Commonly amongst persons entering puberty, sexual experimentation will commence with solo masturbation, but it may also involve sexual activity with a partner of some sort. Parents, schools and churches caution young people about the harmful effects of sexual behaviour, for example, an unwanted pregnancy, or an STD. When people find it pleasurable but forbidden, they are torn whenever tempted to engage.
When a person looses the ability to abstain, and repeatedly returns to the activity against their higher level wishes, they will find that the short term pleaure becomes outweighed by negative feelings such as guilt. If the craving for sexual gratification then continues to overpower the wish to refrain, so that the person repeatedly violates their own decision to abstain, they have become addicted.
These are behavioural addictions as opposed to substance addictions. Although it involves a pleasurable activity which is under many circumstances neither forbidden nor harmful, if the person wishes to refrain but can not, he/she is addicted.

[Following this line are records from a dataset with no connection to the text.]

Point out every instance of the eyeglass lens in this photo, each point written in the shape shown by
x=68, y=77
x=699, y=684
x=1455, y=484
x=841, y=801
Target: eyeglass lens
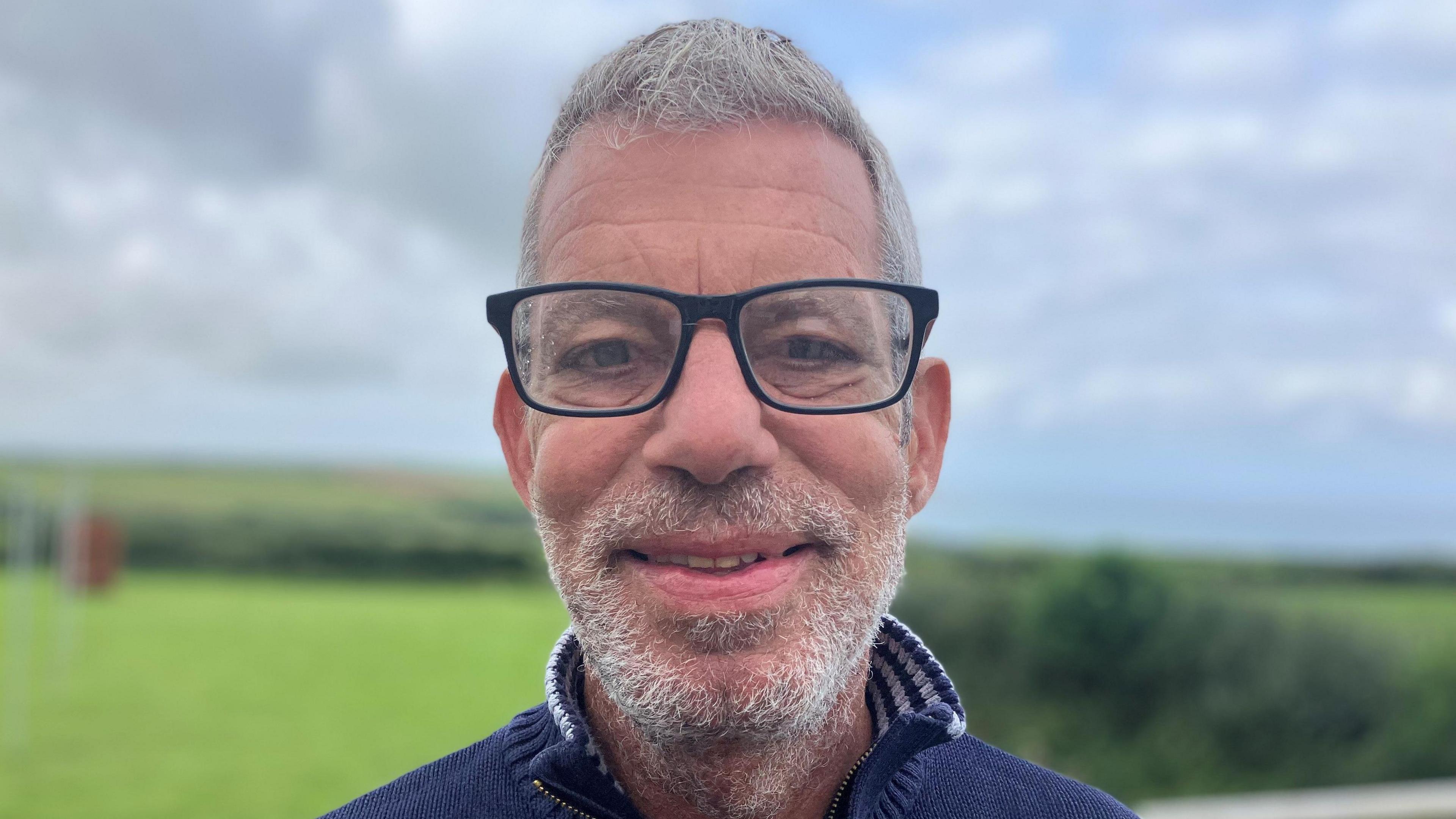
x=813, y=347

Usually the wish to refrain will arise from the internal source of the conscience, which may have been trained by external voices, or it may arise from external sources such as seeing the harm brought by the activity to persons other than the addict, for example a spouse in the case of adultery, or where a person finds their activity socially unacceptable and is ostracized.
Examples of potentially addictive sexual behaviours
Repeatedly forming new relationships and breaking them off
Sexual intimacy with consenting adults
Reading and viewing bona fide material for a happier sex life
Masturbating
Viewing pornography
Casual sex presented as a developing romance
'Virtual' sex, for example phone sex, 'cyber sex'
Swinging, group sex and unsafe sex
Commercial sexual massages and copulation
Rape, sexual harrassment, sexual assault, incest
Sexual activity that offends or hurts one's partner
Cheating on one's partner
Paedophilia, child abuse, beastiality
Remedies
Many low profile support groups exist to assist free of charge or for a nominal fee, persons who have realized they have such an addiction. There are also fee-charging professional practitioners offering services to assist as well. They can be found by using an search engine, or local directory. However most of the providers exist in developed and economically advantaged areas.

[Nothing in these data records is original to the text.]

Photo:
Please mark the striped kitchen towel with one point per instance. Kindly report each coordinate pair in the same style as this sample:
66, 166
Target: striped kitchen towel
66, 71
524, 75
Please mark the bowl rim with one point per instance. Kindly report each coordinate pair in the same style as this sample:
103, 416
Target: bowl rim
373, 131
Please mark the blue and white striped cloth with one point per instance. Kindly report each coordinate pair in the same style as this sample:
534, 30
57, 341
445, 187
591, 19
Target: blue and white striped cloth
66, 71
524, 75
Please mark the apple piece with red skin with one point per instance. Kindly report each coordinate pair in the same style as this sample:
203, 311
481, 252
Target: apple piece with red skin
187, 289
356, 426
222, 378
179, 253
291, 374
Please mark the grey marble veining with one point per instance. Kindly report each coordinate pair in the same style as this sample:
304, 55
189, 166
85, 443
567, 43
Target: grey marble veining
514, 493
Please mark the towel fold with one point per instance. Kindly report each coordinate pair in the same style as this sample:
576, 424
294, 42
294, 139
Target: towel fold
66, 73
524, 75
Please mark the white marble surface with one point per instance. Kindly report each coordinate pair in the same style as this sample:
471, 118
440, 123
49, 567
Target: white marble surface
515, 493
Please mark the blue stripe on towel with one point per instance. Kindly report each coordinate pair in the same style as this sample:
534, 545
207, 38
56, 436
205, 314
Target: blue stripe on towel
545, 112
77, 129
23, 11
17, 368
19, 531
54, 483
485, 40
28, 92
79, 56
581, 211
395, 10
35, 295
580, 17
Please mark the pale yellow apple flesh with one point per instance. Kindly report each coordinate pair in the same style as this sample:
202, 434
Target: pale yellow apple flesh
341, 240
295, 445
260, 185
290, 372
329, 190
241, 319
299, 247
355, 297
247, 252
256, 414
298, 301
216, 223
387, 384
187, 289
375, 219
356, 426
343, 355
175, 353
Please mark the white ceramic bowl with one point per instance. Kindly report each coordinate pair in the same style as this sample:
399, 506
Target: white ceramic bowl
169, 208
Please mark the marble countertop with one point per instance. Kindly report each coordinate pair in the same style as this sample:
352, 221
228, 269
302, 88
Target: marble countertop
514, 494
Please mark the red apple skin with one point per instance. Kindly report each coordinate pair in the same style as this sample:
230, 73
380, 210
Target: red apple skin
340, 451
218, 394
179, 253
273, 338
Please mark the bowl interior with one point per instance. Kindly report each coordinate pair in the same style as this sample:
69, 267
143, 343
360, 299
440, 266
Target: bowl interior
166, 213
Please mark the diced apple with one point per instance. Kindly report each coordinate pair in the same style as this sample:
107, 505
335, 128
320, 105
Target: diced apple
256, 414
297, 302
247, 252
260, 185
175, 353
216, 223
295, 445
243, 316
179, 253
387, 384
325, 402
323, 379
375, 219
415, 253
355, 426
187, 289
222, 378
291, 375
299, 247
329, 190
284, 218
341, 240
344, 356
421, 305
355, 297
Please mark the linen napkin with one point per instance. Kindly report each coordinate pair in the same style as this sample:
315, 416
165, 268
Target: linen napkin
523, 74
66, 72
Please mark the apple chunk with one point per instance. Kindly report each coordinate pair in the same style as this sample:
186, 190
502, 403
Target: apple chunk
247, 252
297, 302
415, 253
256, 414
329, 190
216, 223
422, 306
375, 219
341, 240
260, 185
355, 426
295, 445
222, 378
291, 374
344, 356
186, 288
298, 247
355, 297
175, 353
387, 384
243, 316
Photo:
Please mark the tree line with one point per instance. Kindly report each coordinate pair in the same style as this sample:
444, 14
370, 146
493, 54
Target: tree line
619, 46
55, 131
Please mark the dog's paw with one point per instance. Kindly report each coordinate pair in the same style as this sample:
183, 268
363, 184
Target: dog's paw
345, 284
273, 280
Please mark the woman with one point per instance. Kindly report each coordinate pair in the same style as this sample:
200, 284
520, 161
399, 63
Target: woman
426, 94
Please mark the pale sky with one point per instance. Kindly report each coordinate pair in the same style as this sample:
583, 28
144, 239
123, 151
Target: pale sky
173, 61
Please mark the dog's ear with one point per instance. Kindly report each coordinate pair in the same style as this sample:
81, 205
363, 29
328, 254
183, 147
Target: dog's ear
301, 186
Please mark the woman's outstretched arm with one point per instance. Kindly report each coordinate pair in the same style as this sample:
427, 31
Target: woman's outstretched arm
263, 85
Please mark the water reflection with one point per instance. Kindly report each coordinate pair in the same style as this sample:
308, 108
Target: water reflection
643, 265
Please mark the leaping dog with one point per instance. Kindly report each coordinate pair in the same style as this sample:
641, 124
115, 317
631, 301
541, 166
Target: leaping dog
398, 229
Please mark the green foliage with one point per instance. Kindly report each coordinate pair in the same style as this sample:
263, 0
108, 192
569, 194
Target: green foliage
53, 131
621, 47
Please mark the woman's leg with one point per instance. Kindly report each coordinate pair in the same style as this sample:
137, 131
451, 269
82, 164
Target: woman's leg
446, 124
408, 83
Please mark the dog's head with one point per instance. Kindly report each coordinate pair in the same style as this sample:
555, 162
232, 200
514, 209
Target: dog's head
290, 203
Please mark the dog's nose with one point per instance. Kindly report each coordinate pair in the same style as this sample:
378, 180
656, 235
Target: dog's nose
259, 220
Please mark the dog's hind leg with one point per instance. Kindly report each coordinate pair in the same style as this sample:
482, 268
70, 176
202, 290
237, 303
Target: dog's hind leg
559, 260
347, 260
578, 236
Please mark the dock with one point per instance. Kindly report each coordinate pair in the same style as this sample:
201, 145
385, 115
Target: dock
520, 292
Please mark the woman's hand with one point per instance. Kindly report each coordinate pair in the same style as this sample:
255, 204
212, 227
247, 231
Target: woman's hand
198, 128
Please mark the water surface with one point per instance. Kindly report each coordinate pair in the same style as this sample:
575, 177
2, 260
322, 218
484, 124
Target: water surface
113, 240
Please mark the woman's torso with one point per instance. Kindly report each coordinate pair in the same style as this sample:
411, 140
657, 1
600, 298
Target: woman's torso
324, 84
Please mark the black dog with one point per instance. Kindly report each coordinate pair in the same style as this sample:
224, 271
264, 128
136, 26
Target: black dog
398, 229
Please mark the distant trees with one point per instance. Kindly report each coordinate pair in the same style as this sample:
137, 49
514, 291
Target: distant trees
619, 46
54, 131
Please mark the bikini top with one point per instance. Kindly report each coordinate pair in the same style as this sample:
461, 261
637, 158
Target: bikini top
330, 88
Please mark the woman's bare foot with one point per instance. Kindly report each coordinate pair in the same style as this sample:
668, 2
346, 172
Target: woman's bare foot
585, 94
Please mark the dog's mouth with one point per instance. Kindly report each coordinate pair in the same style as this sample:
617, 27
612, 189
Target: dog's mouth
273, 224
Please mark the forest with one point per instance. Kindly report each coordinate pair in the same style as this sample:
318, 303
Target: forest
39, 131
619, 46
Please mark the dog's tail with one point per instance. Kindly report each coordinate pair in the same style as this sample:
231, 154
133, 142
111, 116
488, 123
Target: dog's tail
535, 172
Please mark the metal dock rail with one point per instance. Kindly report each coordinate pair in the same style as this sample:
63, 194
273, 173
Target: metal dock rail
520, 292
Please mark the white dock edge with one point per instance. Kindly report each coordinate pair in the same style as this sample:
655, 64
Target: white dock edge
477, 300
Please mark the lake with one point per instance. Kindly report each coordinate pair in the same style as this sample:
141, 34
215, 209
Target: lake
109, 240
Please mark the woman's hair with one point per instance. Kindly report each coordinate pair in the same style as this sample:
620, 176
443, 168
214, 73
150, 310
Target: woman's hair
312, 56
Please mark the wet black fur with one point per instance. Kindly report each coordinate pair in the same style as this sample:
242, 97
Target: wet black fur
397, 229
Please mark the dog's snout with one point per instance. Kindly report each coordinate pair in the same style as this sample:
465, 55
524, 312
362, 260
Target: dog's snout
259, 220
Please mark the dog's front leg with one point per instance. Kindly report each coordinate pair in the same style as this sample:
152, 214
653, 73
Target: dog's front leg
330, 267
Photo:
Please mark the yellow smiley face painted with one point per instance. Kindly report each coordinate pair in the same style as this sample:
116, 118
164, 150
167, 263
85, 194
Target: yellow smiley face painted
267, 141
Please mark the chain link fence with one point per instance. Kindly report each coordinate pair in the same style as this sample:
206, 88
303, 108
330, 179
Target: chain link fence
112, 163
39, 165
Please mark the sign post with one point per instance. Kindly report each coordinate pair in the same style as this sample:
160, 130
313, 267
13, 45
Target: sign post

Some support organizations operate according to the formulae applied to substance addictions. So the system known as Alcoholics Anonymous is adapted to fit organizations assisting with sexual addictions.
For pornography addicts there are software systems available that expose activity to a selected individual who has agreed to help the addict. Secrecy often adds to the addictive nature of behavioural addictions, so revealing all unwanted activity to a confidant or professional service can lead to recovery.